None of the battleground states saw as big of a drop-off in millennials voting in the last mid-term election as Colorado; after 51 percent of young people voted in 2008, only 24 percent of them turned out in 2010.

According to Stewart, mobilizing those young drop-off voters was a high priority for Obama’s 2012 campaign, which helped boost turnout among Colorado millennials again to 45 percent, helping Obama win the state by five points.

While EDF stressed that the campaign is non-partisan, simply an effort to demonstrate that young people care about climate change and can be mobilized on the issue, its success is likely to benefit Democratic U.S. Sen. Mark Udall, a strong conservationist in a tough fight to win reelection.

His opponent, Congressman Cory Gardner, R-Yuma, has stated that he doesn’t believe human actions contribute to climate change.
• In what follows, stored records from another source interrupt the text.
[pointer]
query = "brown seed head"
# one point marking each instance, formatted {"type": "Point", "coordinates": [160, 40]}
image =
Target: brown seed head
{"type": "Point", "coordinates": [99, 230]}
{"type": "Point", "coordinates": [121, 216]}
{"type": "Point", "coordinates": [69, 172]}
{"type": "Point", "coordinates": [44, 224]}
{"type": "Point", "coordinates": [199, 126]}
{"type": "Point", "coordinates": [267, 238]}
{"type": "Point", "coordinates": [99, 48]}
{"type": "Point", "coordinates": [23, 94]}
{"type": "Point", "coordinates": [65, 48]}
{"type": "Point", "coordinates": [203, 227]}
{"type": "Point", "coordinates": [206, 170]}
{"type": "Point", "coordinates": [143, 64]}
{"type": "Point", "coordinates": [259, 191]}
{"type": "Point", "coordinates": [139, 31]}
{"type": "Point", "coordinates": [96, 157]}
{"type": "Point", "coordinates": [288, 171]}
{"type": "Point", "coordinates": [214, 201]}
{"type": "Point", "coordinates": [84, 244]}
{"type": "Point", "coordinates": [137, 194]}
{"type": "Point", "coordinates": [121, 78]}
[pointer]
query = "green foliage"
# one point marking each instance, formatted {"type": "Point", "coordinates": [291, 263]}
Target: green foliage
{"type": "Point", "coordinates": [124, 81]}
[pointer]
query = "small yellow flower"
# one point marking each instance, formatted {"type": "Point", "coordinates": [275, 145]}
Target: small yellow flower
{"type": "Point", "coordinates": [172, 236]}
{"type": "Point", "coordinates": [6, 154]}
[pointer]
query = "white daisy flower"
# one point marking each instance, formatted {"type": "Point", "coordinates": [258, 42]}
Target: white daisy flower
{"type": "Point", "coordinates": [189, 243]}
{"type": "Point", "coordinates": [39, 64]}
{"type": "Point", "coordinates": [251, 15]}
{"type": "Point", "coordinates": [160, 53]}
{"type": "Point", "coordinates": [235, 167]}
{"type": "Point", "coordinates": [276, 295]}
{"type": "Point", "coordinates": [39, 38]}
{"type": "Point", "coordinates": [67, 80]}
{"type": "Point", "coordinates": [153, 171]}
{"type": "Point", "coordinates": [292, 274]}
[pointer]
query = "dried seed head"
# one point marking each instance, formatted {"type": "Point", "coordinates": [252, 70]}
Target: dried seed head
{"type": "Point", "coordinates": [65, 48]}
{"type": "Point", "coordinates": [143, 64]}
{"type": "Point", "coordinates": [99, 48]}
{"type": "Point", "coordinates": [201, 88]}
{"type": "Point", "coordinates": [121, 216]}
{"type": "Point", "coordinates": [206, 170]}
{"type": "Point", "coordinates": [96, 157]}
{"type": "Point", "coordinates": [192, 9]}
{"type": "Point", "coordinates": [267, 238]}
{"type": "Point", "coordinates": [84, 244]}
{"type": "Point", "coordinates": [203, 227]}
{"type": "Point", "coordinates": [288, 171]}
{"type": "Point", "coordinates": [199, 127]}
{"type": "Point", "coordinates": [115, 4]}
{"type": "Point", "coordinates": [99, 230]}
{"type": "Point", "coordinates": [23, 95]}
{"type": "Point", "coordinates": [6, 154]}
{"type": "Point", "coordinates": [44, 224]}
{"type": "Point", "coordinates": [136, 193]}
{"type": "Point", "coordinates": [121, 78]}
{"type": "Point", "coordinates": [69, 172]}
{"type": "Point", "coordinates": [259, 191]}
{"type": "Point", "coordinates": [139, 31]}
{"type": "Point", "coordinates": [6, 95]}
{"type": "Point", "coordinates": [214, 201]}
In fact, another group attempting to spark action on climate change, Tom Steyer’s NextGen Climate, is spending $50 million this fall on behalf of Udall and six other candidates; NextGen is currently running a TV ad in Colorado attacking Gardner for denying that climate change is occurring.

Another group, Generation Opportunity, launched earlier this summer in an effort to engage younger voters on a message of economic freedom — something that could help Republican candidates this fall.

That group, which is running a television ad highlighting the country’s debt, is taking a more traditional approach to targeting millennials, spending $710,000 on TV ads and $190,000 on digital media efforts.